Update On The Death Of Facebook's Banner Ads

-No Banners Icon-Since Facebook first removed banner ads internationally we have been hearing more information about Facebook’s intentions. Between the leaked Facebook presentation we posted last week and advertisers that have been working with the Facebook ads team, we’ve been hearing a number of things. Most important is Facebook’s motive behind removing the skyscraper ads internationally, something we covered at the beginning of January.

Facebook’s Emphasis On Engagement Ads

One source we spoke to suggested that Facebook’s removal of skyscraper ads, which were sold at a reported $1 CPM, was an attempt to drive more buys of the homepage engagement ads, which currently sell at around $3 to $5 CPMs. So how is that strategy working out? One executive of the largest global marketer, Procter & Gamble, told attendees of last week’s “Innovation Outreach Venturing Day” that he was somewhat skeptical about the efficacy of Facebook’s engagement ads.

Despite his skepticism, the company is now bullish on Facebook ads overall, which means Facebook simply needs to optimize their ad strategy.

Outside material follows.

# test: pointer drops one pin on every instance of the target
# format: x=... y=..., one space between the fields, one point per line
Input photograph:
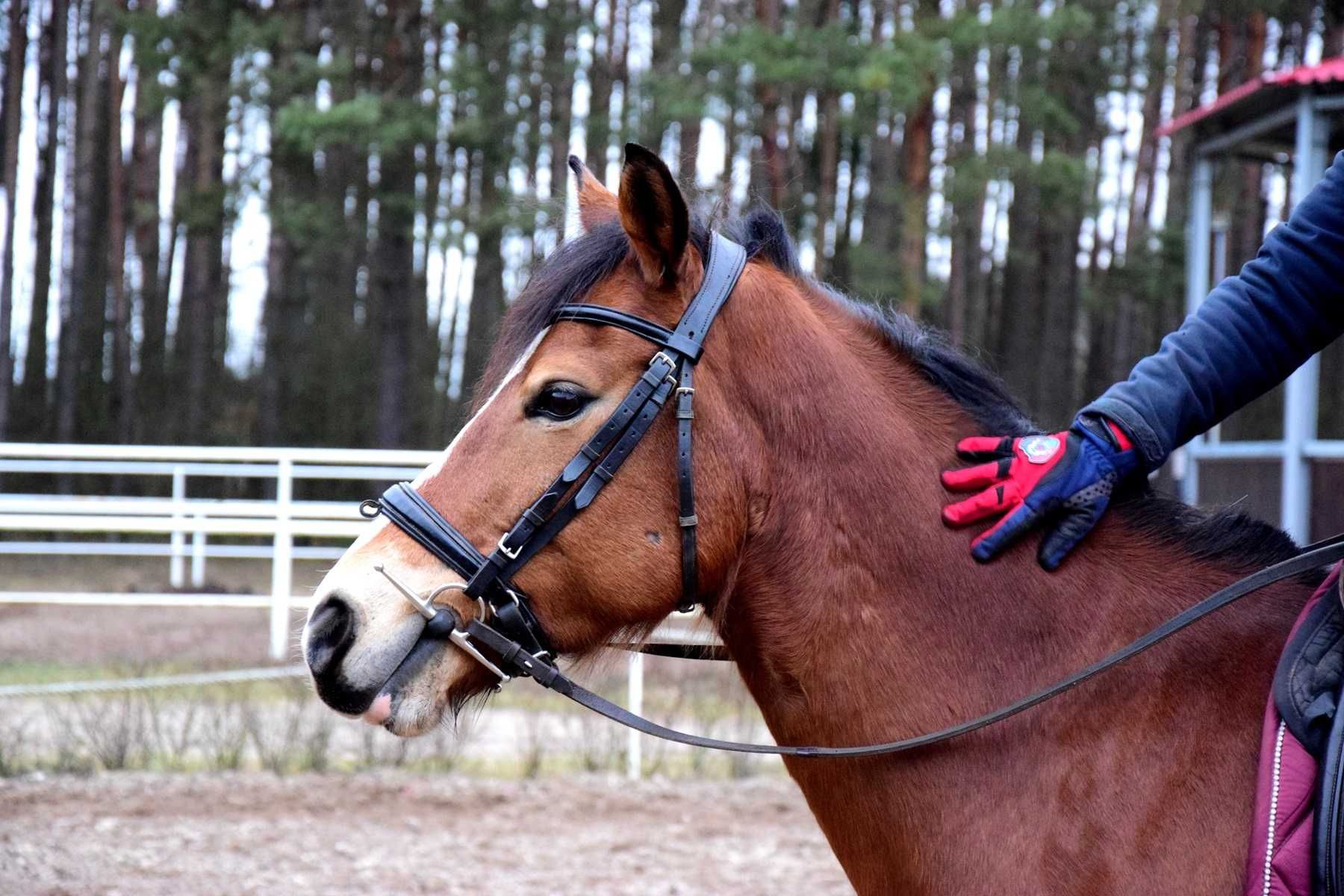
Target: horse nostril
x=331 y=630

Jim Breyer, a Facebook board member and investor, told attendees at the DLD Conference in Munich, Germany that he doesn’t “believe that Facebook or any other social network will approach Google’s efficiency when it comes to advertising”.

The picture being painted is that Facebook is still trying to perfect their ad sales strategy while exploring new monetization routes. Advertising is supporting the site and helping to keep the services freely available, while new monetization models will provide Facebook with a large portion of their growth opportunity.

Are The Skyscraper Ads Completely Gone?

Just yesterday we received screenshots from a user in India of banner ads that were still live, however Facebook’s own presentation suggests that these will be phased out in the first quarter. As one advertiser explained to us, this will leave a significant gap in Facebook advertising offering. Many advertisers want to do large reach buys at the $1 CPM level.

One potential reason for the removal of banner advertisements is that Facebook’s self-serve advertising platform is performing better than banner advertisements. As a Facebook spokesperson told Business Week earlier this month, “Ad formats that feature social actions perform better and provide a better user experience since they are more consistent with the look and feel of Facebook”.

As such, any advertisers looking to purchase ads of a large reach will have to choose from Facebook’s homepage engagement ads, or use an agency that’s integrated through the Facebook Ads API to manage large scale campaigns. For the time being, banner ads are not gone, but as the phase out takes place, advertisers looking to place buys will be driven to the company’s two primary ad distribution channels: engagement ads and self-serve performance ads.